The Professional, True Romance, Bram Stoker's Dracula... these movies feature antagonists of all different motives and yearnings, but the reason they are all so threatening and memorable is because of Gary Oldman, an actor even Jeffrey Dahmer would fear meeting in a dark alley. But to avoid the inevitable typecasting, Oldman took on protagonist and good guy roles in Immortal Beloved and The Dark Knight. Sure he was a fine Commissioner Gordon, and Heath Ledger deserved his Oscar for the Joker... but weren't we all also fantasizing how sick and twisted Oldman could have played it?
Robert Patrick catapulted to fame with Terminator 2: Judgment Day, thanks to his smooth, robot delivery, piercing stare and perfect hair. After that first villainous part, alcoholic, abusive authority figures became Patrick's forte, with roles in Walk the Line and Bridge to Terabithia. Yet even as a veteran firefighter in Ladder 49 or an assistant coach in We Are Marshall, he still scared us with his intensity (and perfect hair).
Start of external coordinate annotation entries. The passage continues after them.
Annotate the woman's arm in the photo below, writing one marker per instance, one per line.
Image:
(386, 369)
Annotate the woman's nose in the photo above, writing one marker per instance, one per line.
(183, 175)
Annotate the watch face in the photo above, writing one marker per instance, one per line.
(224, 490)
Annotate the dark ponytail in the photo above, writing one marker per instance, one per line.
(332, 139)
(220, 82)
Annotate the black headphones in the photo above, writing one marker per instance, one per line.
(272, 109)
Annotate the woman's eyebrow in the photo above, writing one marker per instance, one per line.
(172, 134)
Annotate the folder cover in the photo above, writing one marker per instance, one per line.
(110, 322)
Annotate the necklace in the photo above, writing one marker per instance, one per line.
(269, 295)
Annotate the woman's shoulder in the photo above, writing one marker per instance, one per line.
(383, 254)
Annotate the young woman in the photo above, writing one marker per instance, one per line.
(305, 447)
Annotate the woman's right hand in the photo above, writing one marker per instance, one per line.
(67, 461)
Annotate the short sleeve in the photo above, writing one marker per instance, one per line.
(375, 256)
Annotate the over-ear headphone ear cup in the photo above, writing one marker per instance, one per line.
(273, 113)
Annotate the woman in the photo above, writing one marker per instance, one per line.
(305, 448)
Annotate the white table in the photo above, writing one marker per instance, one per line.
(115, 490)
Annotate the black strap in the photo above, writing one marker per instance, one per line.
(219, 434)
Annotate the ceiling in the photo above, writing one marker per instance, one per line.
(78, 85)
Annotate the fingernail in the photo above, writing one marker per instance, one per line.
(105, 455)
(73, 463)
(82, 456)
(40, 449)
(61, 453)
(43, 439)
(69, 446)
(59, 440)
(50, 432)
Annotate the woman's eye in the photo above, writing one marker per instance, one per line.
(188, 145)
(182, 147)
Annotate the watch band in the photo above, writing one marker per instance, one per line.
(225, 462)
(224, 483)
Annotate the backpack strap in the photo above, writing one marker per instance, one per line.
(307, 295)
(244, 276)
When the plane goes down in We Are Marshall, our first reaction is to suspect Patrick's character of sabotaging the flight. We kept waiting for the scene where he's on a cell phone, demanding money "or else another high school football team will be sidelined!" ... Come to think of it, that might have made a better movie.
He plays the morally ambiguous Severus Snape in the Harry Potter movies, but Alan Rickman is best known portraying big time baddie Hans Gruber in Die Hard. His refined voice and effortless delivery made even his mumbles sound Shakespearean. Now Rickman has kept up the bad-guy routine with the antagonist roles in Robin Hood: Prince of Thieves and Sweeney Todd, but what were the producers of Sense and Sensibility and Love, Actually thinking? Casting Alan Rickman as a good-hearted ad executive in Love, Actually is like casting Tara Reid as someone with talent.
Christopher Walken's style and looks are so distinctive and original, he deserves a medal for being the weirdest, scariest person alive. Take a paragraph, take out all the punctuation... and there you have "Christopher Walken dialogue." His "Oh my God, what is he going to do next?" vibe is in prime form with his roles in Annie Hall, The Prophecy, King of New York among many others. But when he plays anything but this kind of character, like in Catch Me If You Can, Man of the Year or Wedding Crashers, it just comes off like cheese on Chinese food: Two things better left alone.
Agent Smith of the Matrix Trilogy put Hugo Weaving on the map -- that neck crack, his melodic syntax, the way he said "Mr. Anderson" between clenched teeth. We saw his suit, his shades and knew how badass this guy really was. Then we went to see Lord of the Rings: The Fellowship of the Ring and found ourselves jolted out of the movie: What's Agent Smith doing here with ears even bigger than his forehead? Then we see V for Vendetta and are equally disturbed. What's that deep, menacing voice doing acting all noble in V? What's next, James Earl Jones voicing Elmo on Sesame Street?